Along with the fecal material, pieces of a recovered Cowboy Wash cooking pot tested positive for myoglobin. This finding was consistent with the smoothed ends of some bones that had most likely rubbed against the inside of the pot as they stewed.
Violent and Hungry
Many scholars have been skeptical of evidence that points to cannibalism because there are no historic accounts that Southwestern Indian people engaged in the practice, says Brian Billman, an archaeologist at the University of North Carolina at Chapel Hill and project director at the excavation in the mid-1990s. Other experts have suggested that what appears to be cannibalism may have been the ritual killing of individuals thought to be witches or enemies, or the mutilation of corpses.
But Billman argues the cannibals may have encountered a desperate situation and were raiding the Pueblo villages at least partly out of dire hunger. A lack of plant pollen and unusually thin tree rings at the site suggest the people were experiencing a severe drought.
“It might have been sort of like a Dust Bowl situation,” he says.
The site also shows little evidence of any left-over food, says Banks Leonard of Soil Systems Inc., which excavated the site so that an irrigation system could be built for local farmers.
“We believe these events happened in the spring when food was scarce,” he says, explaining the teams found no sign of stored food — no corn, beans or squash that would have been staples in the area.
“It’s as if they passed the whole winter and had eaten their seed crop,” says Leonard. “There’s even evidence they were eating weeds and other things they wouldn’t normally eat.”
While the cannibals were most likely hungry, evidence also suggests they killed their victims with extreme brutality and may have harbored additional, more violent motives, says Billman.
“There was evidence of trauma in excess of what you’d need to process a body,” he says. “One child was hit so hard in the mouth — probably with a stone or a club — that teeth had been broken off. Something more than simple starvation was going on. This was more along the lines of raiding.”
Evidence of cannibalism hasn’t been well-received by many archaeologists that specialize in the American Southwest, or by some modern Pueblo Indian groups, says Billman. The Anasazi lived in the Four Corners region until about A.D. 1300, when they inexplicably abandoned their settlements. Modern Indian communities like the Hopi and Zuni are believed to be the descendents of the Anasazi, although those lineages are uncertain.

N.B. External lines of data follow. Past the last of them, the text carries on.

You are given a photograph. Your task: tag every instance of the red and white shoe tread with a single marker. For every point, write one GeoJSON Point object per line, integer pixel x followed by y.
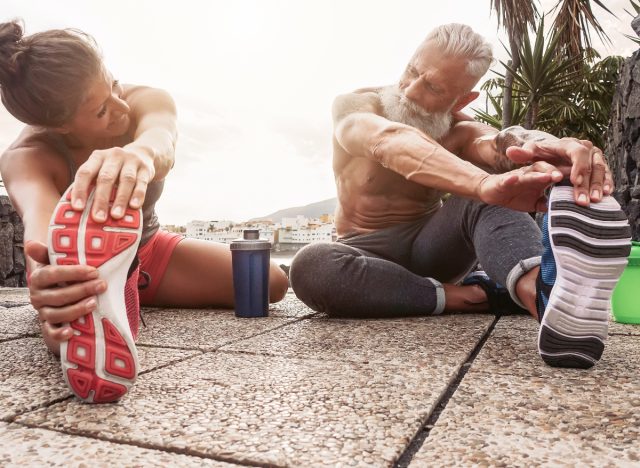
{"type": "Point", "coordinates": [99, 362]}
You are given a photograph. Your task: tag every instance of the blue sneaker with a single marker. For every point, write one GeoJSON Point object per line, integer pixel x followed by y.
{"type": "Point", "coordinates": [585, 252]}
{"type": "Point", "coordinates": [500, 301]}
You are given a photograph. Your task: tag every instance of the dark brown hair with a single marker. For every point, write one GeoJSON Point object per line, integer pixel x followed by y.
{"type": "Point", "coordinates": [43, 76]}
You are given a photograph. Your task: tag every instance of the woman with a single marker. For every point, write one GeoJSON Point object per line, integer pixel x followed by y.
{"type": "Point", "coordinates": [113, 144]}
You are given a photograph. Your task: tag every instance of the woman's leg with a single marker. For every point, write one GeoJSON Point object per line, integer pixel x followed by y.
{"type": "Point", "coordinates": [199, 274]}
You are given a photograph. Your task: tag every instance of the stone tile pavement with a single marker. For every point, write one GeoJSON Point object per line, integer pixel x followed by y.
{"type": "Point", "coordinates": [299, 389]}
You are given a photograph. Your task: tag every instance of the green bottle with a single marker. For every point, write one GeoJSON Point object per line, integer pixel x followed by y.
{"type": "Point", "coordinates": [625, 302]}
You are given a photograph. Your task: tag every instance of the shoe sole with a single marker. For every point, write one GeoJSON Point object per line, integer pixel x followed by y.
{"type": "Point", "coordinates": [100, 361]}
{"type": "Point", "coordinates": [591, 247]}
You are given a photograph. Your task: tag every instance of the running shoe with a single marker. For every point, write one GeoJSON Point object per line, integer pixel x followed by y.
{"type": "Point", "coordinates": [100, 361]}
{"type": "Point", "coordinates": [585, 253]}
{"type": "Point", "coordinates": [500, 301]}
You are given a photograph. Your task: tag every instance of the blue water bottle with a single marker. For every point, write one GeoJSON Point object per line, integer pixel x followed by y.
{"type": "Point", "coordinates": [250, 257]}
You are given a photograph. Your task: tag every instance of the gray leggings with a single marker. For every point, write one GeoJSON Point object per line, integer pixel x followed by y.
{"type": "Point", "coordinates": [398, 271]}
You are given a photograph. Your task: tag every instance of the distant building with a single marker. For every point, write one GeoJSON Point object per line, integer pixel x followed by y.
{"type": "Point", "coordinates": [291, 234]}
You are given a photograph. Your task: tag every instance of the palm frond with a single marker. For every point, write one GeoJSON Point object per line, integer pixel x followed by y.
{"type": "Point", "coordinates": [574, 21]}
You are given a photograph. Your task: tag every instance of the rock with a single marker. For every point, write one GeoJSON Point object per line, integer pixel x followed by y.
{"type": "Point", "coordinates": [6, 249]}
{"type": "Point", "coordinates": [623, 139]}
{"type": "Point", "coordinates": [12, 261]}
{"type": "Point", "coordinates": [635, 24]}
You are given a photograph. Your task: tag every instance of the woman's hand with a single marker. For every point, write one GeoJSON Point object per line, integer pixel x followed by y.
{"type": "Point", "coordinates": [60, 294]}
{"type": "Point", "coordinates": [130, 169]}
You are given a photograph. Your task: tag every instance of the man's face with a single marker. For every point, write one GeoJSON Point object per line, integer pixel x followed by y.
{"type": "Point", "coordinates": [435, 82]}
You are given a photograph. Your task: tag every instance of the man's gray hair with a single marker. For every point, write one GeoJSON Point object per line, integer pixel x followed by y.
{"type": "Point", "coordinates": [459, 40]}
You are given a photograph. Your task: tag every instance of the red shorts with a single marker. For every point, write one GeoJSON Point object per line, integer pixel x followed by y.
{"type": "Point", "coordinates": [154, 257]}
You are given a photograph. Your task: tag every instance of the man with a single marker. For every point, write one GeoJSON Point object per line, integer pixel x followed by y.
{"type": "Point", "coordinates": [401, 251]}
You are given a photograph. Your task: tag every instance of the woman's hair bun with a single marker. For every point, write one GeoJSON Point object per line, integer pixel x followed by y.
{"type": "Point", "coordinates": [10, 36]}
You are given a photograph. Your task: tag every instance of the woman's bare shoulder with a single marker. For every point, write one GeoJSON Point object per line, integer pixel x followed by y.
{"type": "Point", "coordinates": [32, 153]}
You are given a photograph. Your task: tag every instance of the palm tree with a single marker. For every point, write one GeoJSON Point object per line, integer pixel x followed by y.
{"type": "Point", "coordinates": [516, 16]}
{"type": "Point", "coordinates": [550, 94]}
{"type": "Point", "coordinates": [574, 21]}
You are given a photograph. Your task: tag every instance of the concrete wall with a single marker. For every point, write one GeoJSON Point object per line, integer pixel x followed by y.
{"type": "Point", "coordinates": [12, 264]}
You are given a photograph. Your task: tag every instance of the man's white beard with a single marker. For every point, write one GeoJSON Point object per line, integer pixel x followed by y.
{"type": "Point", "coordinates": [398, 108]}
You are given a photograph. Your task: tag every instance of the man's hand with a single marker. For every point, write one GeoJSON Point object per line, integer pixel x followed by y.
{"type": "Point", "coordinates": [130, 170]}
{"type": "Point", "coordinates": [60, 294]}
{"type": "Point", "coordinates": [584, 162]}
{"type": "Point", "coordinates": [521, 189]}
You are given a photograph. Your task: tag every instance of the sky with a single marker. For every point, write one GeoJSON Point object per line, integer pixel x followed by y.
{"type": "Point", "coordinates": [254, 80]}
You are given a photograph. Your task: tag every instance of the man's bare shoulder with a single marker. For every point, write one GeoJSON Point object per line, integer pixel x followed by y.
{"type": "Point", "coordinates": [360, 100]}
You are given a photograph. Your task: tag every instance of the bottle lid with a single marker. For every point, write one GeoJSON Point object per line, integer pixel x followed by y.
{"type": "Point", "coordinates": [250, 240]}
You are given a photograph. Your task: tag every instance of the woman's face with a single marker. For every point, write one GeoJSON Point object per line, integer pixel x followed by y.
{"type": "Point", "coordinates": [103, 113]}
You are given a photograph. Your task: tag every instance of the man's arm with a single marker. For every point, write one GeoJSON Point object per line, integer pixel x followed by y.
{"type": "Point", "coordinates": [361, 131]}
{"type": "Point", "coordinates": [486, 147]}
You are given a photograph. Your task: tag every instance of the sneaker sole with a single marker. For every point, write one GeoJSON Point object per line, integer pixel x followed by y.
{"type": "Point", "coordinates": [100, 361]}
{"type": "Point", "coordinates": [590, 246]}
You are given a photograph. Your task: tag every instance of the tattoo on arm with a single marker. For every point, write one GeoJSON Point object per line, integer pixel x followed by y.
{"type": "Point", "coordinates": [514, 136]}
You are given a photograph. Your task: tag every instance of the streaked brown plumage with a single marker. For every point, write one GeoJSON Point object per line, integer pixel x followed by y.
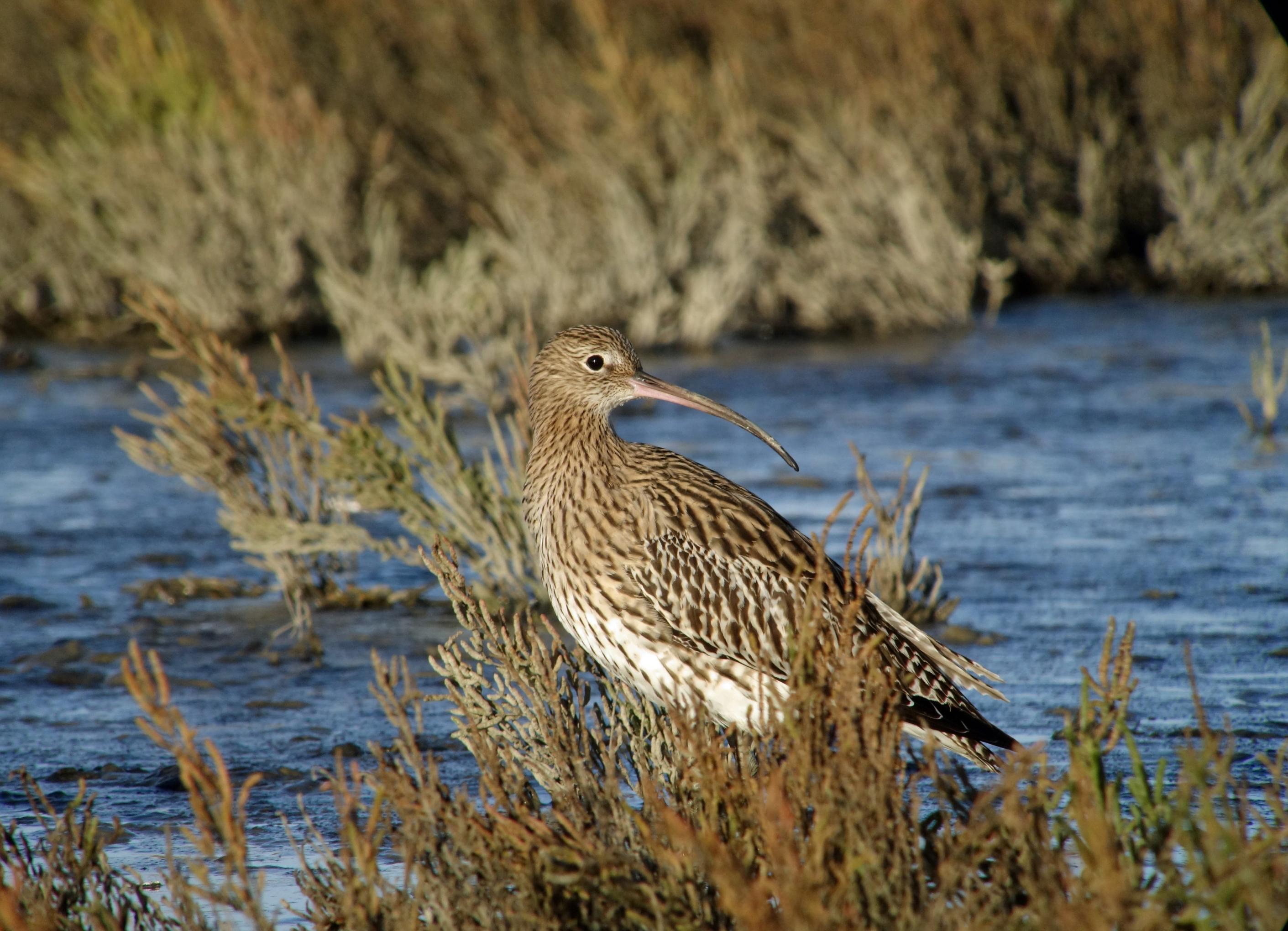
{"type": "Point", "coordinates": [681, 581]}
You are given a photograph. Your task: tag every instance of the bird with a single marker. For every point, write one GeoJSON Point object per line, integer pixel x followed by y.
{"type": "Point", "coordinates": [688, 586]}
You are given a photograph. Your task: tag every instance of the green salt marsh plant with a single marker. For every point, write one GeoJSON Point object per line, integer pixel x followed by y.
{"type": "Point", "coordinates": [289, 481]}
{"type": "Point", "coordinates": [1268, 388]}
{"type": "Point", "coordinates": [596, 809]}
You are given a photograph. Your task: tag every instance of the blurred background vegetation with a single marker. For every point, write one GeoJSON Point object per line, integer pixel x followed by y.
{"type": "Point", "coordinates": [423, 176]}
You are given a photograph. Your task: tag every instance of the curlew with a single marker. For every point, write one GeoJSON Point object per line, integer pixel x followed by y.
{"type": "Point", "coordinates": [687, 585]}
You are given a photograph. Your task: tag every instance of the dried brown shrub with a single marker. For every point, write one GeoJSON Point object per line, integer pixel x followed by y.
{"type": "Point", "coordinates": [1228, 194]}
{"type": "Point", "coordinates": [678, 169]}
{"type": "Point", "coordinates": [222, 195]}
{"type": "Point", "coordinates": [289, 480]}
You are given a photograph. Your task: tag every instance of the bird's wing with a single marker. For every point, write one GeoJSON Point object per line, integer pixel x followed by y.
{"type": "Point", "coordinates": [728, 576]}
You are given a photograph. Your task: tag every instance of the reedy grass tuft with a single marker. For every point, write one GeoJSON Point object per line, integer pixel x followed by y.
{"type": "Point", "coordinates": [1268, 388]}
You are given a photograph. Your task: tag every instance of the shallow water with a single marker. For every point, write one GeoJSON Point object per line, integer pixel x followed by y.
{"type": "Point", "coordinates": [1086, 461]}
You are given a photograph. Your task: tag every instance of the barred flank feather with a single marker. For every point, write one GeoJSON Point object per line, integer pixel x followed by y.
{"type": "Point", "coordinates": [690, 586]}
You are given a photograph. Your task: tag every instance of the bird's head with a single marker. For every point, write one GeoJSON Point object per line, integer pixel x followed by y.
{"type": "Point", "coordinates": [594, 370]}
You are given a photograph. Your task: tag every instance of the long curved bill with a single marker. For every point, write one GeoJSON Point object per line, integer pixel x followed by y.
{"type": "Point", "coordinates": [647, 387]}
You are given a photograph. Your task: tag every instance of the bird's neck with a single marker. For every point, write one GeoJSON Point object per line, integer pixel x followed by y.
{"type": "Point", "coordinates": [567, 439]}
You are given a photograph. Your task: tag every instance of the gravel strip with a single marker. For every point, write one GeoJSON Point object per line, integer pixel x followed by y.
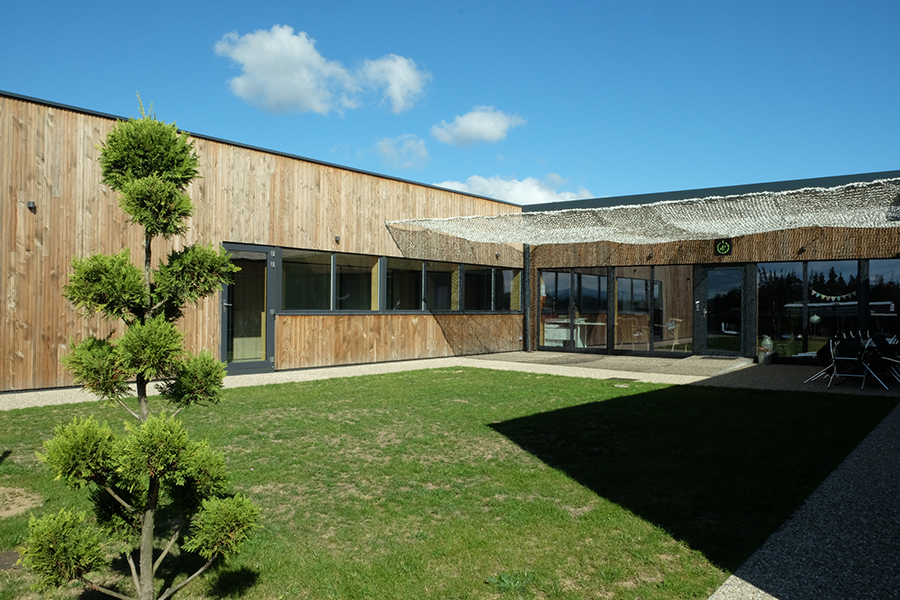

“There is a cherished belief among archaeologists and anthropologists that Puebloan people were peaceful farmers,” says Billman. “It was closely related to the view of American Indians as noble savages. It’s not what archaeologists wanted to believe at the time.”
An Ancient and Isolated Practice
Archaeologists say that although several other villages from the Four Corners also have evidence that human bodies were processed for food, it was probably isolated to the same time period.
“Cannibalism probably stopped around the 13th century,” says Billman. “We figure somewhere along the line, Puebloan people found a way to stop it.”